I tried to open the damaged umbrella once more. It flapped wildly in my hands as uncooperative as a tethered bird trying to take flight. Jeremy found my determined efforts comical and giggled loudly. The umbrella was soon turned inside out; its sharp rib-like frame exposed. Like an ensnared animal, I pulled and ripped at it. Jeremy continued to snicker–each chuckle adding to my frenzied state. The more the umbrella was secured in one section, the more it bulged in another, creating the perfect counterbalance that I could never achieve in life.

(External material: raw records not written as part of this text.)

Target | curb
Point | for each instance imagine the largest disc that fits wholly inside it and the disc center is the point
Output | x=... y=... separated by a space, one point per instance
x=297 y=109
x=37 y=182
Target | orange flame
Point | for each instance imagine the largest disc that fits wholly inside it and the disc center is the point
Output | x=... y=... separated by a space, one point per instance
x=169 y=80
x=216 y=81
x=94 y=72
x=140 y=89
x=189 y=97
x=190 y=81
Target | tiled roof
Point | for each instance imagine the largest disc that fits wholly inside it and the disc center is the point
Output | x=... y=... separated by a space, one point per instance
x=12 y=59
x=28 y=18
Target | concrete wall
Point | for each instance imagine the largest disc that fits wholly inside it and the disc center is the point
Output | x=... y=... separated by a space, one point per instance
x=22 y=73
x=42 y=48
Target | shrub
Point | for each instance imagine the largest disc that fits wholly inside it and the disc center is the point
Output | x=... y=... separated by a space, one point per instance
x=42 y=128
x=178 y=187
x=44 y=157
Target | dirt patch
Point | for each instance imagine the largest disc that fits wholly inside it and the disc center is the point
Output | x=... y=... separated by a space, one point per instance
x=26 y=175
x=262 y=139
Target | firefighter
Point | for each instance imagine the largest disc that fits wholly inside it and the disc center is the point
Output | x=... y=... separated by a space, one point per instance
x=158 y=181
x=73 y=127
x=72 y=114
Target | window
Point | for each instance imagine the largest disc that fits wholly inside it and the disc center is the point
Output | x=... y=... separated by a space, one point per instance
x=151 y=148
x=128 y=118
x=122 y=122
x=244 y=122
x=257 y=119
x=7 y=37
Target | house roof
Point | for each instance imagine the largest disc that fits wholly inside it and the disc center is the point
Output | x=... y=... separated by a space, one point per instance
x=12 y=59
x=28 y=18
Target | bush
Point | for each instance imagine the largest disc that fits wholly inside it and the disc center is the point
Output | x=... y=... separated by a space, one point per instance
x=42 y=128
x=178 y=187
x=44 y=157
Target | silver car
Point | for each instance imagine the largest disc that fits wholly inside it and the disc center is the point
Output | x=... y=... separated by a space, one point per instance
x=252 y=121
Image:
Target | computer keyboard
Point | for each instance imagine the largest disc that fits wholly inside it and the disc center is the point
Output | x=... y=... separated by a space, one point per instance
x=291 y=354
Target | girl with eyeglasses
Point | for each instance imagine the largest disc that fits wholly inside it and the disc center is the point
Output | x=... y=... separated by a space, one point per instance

I wrenched at it, tearing it wildly, until finally giving up. I heaved the bungled mess into the street. The crumpled umbrella bounced and tumbled as a burst of wind prodded it along like a hobbling multi-legged beast. A car passing in the opposite direction swerved around it. Another smashed into it, sending it airborne.

Jeremy clapped wildly at the spectacle while I clutched my hand. 

The umbrella finally pinned itself against a lamppost and sat there motionless.

Jeremy looked up at me and smiled. It was a jubilant face. One that I hadn’t seen in a long time.

A bus pulled up to the curb, careful not to splash us and opened its doors wide. They squeaked.

I looked down. A dribble of blood rolled to the end of my fingertips.